Des pistes de solution
La faiblesse des taux d’intérêt pendant 20 ans, jusqu’à la pandémie, a dopé l’endettement. Mais cette époque où l’argent était emprunté à des taux quasi gratuits est révolue. Les taux d’intérêt devraient demeurer bien plus élevés qu’avant, et ce, pour longtemps.
Les préretraités endettés devraient envisager de sabrer leurs dépenses et restreindre leur train de vie, pour payer leurs dettes et cotiser le plus possible à leur REER.
Pour plusieurs, ce virage salutaire sera compliqué.
« Certains devront ajuster leur style de vie, d’autres repousser la date de la retraite, explique Johanne Le Blanc. On n’en sort pas, il faut effectuer une planification budgétaire pour connaître sa marge de manœuvre réelle et mieux comprendre l’état de ses finances pour planifier adéquatement sa retraite. Il ne faut surtout pas improviser. »

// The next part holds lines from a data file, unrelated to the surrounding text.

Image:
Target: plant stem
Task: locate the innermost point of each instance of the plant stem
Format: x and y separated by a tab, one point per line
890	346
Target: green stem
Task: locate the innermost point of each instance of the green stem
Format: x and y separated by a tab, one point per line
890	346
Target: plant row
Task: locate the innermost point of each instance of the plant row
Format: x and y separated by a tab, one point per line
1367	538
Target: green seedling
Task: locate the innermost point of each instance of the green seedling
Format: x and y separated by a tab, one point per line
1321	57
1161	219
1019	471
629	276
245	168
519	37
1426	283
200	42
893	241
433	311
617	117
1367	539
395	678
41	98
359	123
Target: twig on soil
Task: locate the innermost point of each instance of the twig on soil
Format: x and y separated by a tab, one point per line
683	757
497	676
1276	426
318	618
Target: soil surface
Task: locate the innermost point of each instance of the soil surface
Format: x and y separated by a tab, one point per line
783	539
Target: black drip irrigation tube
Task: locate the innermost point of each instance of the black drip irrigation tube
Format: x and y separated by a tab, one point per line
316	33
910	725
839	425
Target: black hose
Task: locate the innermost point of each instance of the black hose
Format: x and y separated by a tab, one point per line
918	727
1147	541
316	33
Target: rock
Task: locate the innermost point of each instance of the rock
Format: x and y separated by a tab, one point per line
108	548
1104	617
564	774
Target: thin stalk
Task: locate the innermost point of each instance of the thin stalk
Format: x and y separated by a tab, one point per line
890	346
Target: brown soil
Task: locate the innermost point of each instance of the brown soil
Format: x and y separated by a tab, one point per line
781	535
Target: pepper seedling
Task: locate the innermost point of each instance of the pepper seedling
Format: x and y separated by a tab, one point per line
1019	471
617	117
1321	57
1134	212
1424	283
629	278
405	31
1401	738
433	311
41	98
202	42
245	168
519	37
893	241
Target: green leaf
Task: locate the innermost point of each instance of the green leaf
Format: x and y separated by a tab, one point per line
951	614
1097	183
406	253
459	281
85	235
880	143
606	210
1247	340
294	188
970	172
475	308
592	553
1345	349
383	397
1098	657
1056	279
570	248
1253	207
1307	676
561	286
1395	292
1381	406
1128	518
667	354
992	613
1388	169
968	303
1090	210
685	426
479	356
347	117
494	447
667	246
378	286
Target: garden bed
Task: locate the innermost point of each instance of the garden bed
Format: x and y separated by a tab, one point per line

Le meilleur moyen d’y arriver ? Johanne Le Blanc suggère de consulter un conseiller ou un planificateur financier. « Il faut tenir compte de plusieurs facteurs, comme la fiscalité, les rendements et la longévité, pour prendre des décisions conformes à nos objectifs. Car la retraite, ce n’est pas juste assurer les besoins de base ou un confort raisonnable. C’est d’avoir des projets et des loisirs qui maintiendront une bonne santé mentale. Une retraite Netflix, ce n’est pas génial… »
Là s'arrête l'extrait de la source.